Last night, we experienced two network interruptions at approximately 20:00 EST and 21:20 EST. The first outage was brief enough that not one customer reported it. The second outage lasted about 15 minutes before it was resolved, and was reported by several customers.
The Short Explanation
We're building a new set of gateways to be deployed this weekend. We took every precaution we knew to take to keep these new machines separated from live traffic, but, ironically, it was actually an undocumented behavior in one of our redundancy technologies that caused the test bed to intrude on the live network.
This particular behavior won't affect us again since we now know it exists. We're also submitting documentation patches so that, hopefully, it will be better documented for others in the future. Ordinarily, if we'd had any inkling that this separate system could have affected production, we would have performed the work during the maintenance window. There was simply no way we could have known that this failover would happen. In the short term, we're reexamining the kind of work that goes on outside a maintenance window, with particular focus on our redundancy systems, to ensure we're not putting the environment at undue risk.
The Long Explanation
We are building out a new set of upgraded gateways to be deployed this weekend. The technology we use to provide IP failover between our gateways is CARP, an open source alternative to VRRP. There are two components to configuring CARP interfaces: the VHID and the CARP password.
The VHID is advertised by CARP to identify interfaces as belonging to the same redundancy group. The CARP password is there to ensure that only authorized interfaces are able to participate in that redundancy group. Advertisements made on a particular VHID will be ignored by the CARP interface if the advertisement doesn't use the same password.
With this in mind, we configured our new gateways with the same VHID but different IPs and different passwords to test our buildout but avoid affecting the production environment. What isn't documented in the OpenBSD man pages*, OpenBSD FAQ, or FreeBSD man pages is that the VHID is used to calculate the CARP interface's virtual MAC address. The result being that traffic intended for our gateways was switched to the new boxes.
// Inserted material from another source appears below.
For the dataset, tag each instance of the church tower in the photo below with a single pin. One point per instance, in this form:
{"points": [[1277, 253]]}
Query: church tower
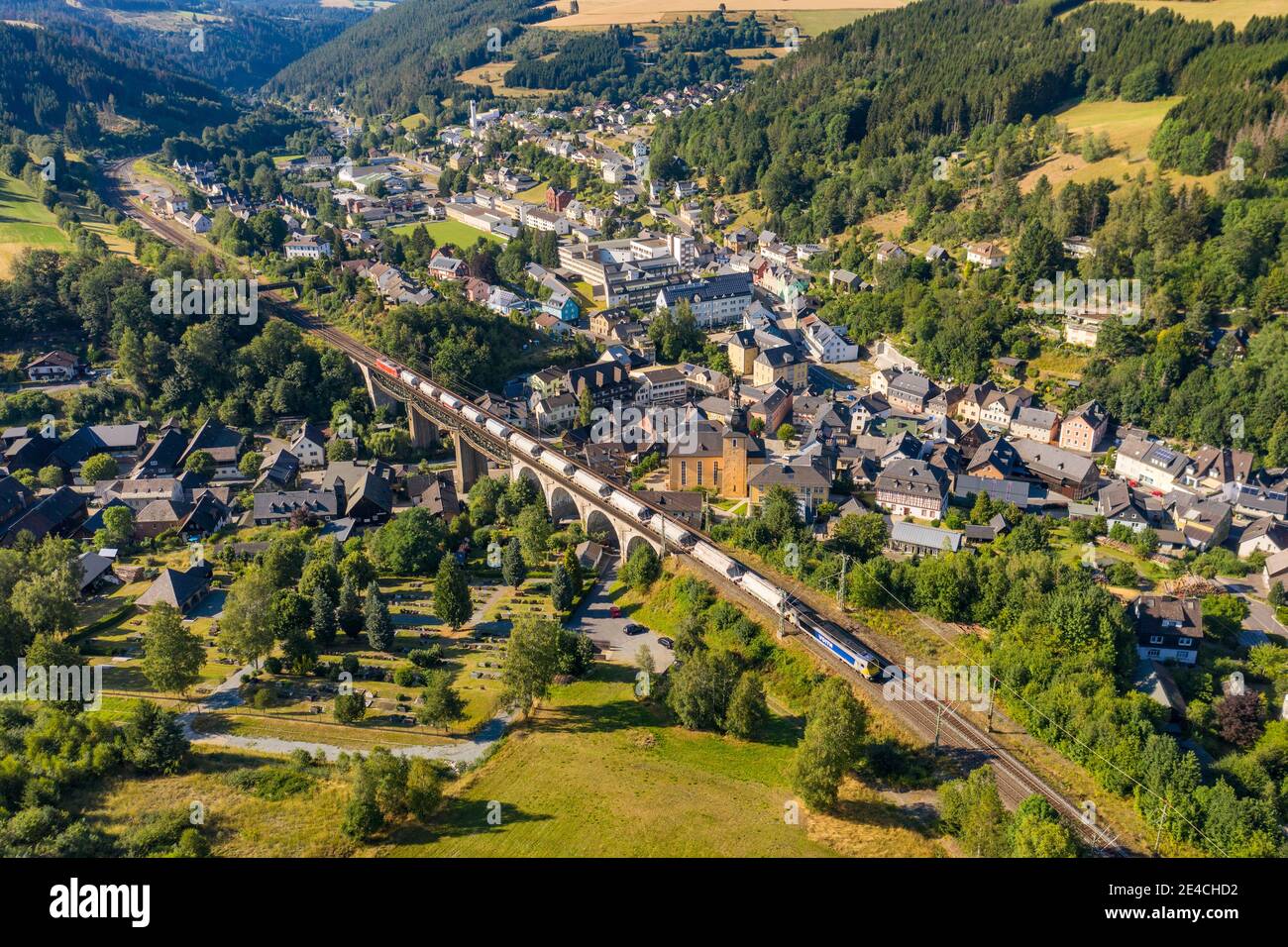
{"points": [[737, 442]]}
We didn't catch this the first time because we were distracted by a red herring: our switches showed a spanning tree topology change at the same time as the first outage. Though we carefully went through all commands that had been run on the switches within the previous hour and couldn't find anything dangerous, we assumed we were missing some subtle effect and stopped working on them until we could do further research (which later revealed that the topology change was innocuous).
Outages suck. The point of these postmortems is to both apologize (profusely) and to explain what happened so you know we take these issues very seriously. This particular behavior should not affect us again since we now know it exists, and hopefully we can help make FreeBSD better from our discovery of this undocumented behavior.
* This is vaguely alluded to in the IP Balancing section of OpenBSD's carp(4) manpage but, as we don't use that feature, we've not studied that portion closely.